Is there an injective function $f:\mathbb{R}^2\rightarrow\mathbb{R}^2$ that maps circles to $n$-gons?

Question

Fix $n\geq 3$. Does there exist an injective function $f:\mathbb{R}^2\rightarrow\mathbb{R}^2$ such that the image of any circle in $\mathbb{R}^2$ under the map $f$ is a (simple) $n$-gon in $\mathbb{R}^2$?

A friend of mine showed me this problem a few days ago without an answer, and we have been trying to answer it for the better part of 3 days with no luck. We don't really have an intuition about whether or not a function like this exists, but we have managed to prove some partial results.
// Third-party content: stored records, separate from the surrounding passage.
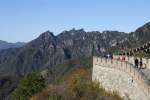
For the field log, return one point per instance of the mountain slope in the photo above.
(6, 45)
(49, 50)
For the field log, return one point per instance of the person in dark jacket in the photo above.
(141, 63)
(136, 62)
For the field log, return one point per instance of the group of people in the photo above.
(138, 63)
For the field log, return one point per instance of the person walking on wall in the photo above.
(136, 62)
(141, 63)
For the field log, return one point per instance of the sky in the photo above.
(24, 20)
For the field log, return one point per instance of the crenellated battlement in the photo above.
(128, 68)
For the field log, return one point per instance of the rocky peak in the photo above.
(47, 35)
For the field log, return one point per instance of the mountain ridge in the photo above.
(49, 50)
If we do not require that $f$ is an injection then the answer is positive.

Let $g:\mathbb{R}^2\rightarrow\mathbb{R}$ be the projection map $g(x,y)=x$ and let $P$ be any $n$-gon in $\mathbb{R}^2$. Since $|P|=|\mathbb{R}|=|\mathbb{R}/\mathbb{Q}|$, we can choose a bijection $\varphi:\mathbb{R}/\mathbb{Q}\rightarrow P$, and define $h:\mathbb{R}\rightarrow P$ by $h(x)=\varphi(x+\mathbb{Q})$. If we define $f=h\circ g$, then $f(C)=P$ for every circle $C\subseteq\mathbb{R}^2$.
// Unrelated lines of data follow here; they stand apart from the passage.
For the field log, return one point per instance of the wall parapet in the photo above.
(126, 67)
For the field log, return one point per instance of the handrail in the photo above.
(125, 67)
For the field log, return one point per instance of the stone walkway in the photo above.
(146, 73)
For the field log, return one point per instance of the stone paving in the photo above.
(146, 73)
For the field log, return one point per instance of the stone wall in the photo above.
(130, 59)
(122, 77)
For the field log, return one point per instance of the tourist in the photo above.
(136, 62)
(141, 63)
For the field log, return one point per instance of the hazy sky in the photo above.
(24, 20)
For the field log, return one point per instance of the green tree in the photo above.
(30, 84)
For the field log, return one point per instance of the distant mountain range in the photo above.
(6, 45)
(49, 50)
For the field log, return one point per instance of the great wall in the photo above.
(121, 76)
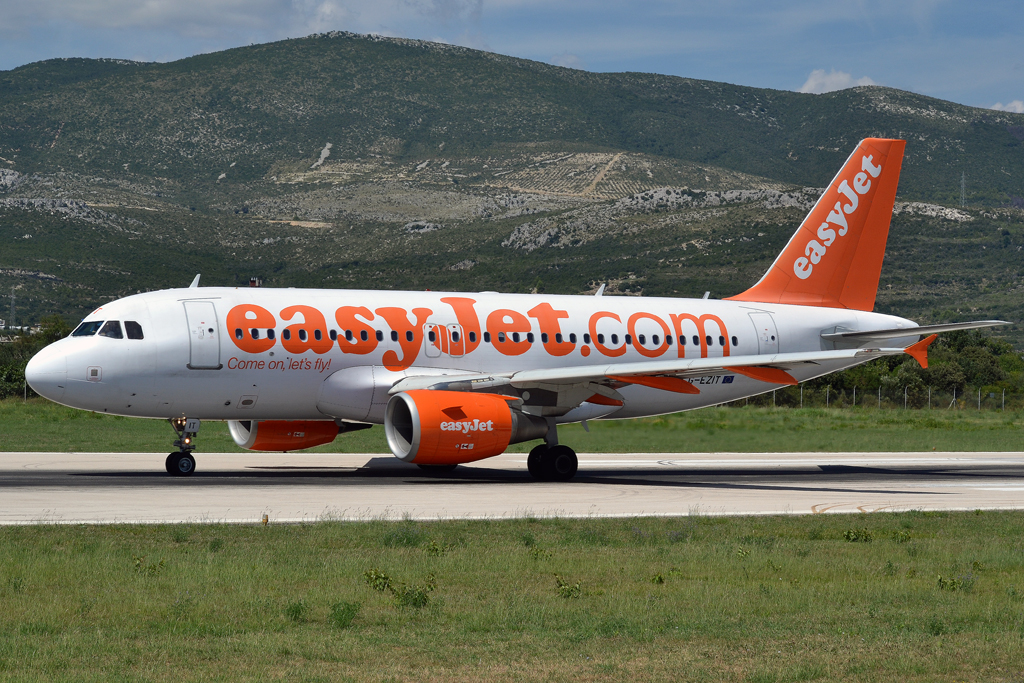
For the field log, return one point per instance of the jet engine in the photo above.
(454, 427)
(283, 434)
If we require that $f$ is continuous and injective then the answer is negative.

Assume $f$ exists for a contradiction. Let $C$ be a circle in $\mathbb{R}^2$, and let $p\in\mathbb{R}^2$ such that $f(p)$ lies on an edge (not a vertex) of $f(C)$. Since $f$ is continuous, then its restriction $f|_C$ to the closed interior of $C$ is uniformly continuous. Take a sequence $D_m$ of circles in the tangent to $C$ at $p$ in the interior of $C$ so that $D_m$ converges to $C$ (in the Hausdorff metric). Since $f|_C$ is uniformly continuous, then $f(D_m)$ converges to $f(C)$. Since $f(D_m)$ and $f(C)$ are $n$-gons, it's clear that $\text{vertex}(f(D_m))$ converges to $\text{vertex}(f(C))$. Since each $D_m$ is tangent to $C$ at $p$, then $f(D_m)\cap f(C)=f(D_m\cap C)=\{f(p)\}$, so since $f(p)$ is not a vertex of $f(C)$ then $f(p)$ must be a vertex of $f(D_m)$, since otherwise $f(D_m)\cap f(C)$ would be infinite. The fact that $f(p)\in \text{vertex}(f(D_m))$ for all $m$ contradicts the fact that $\text{vertex}(f(D_m))$ converges to $\text{vertex}(f(C))$.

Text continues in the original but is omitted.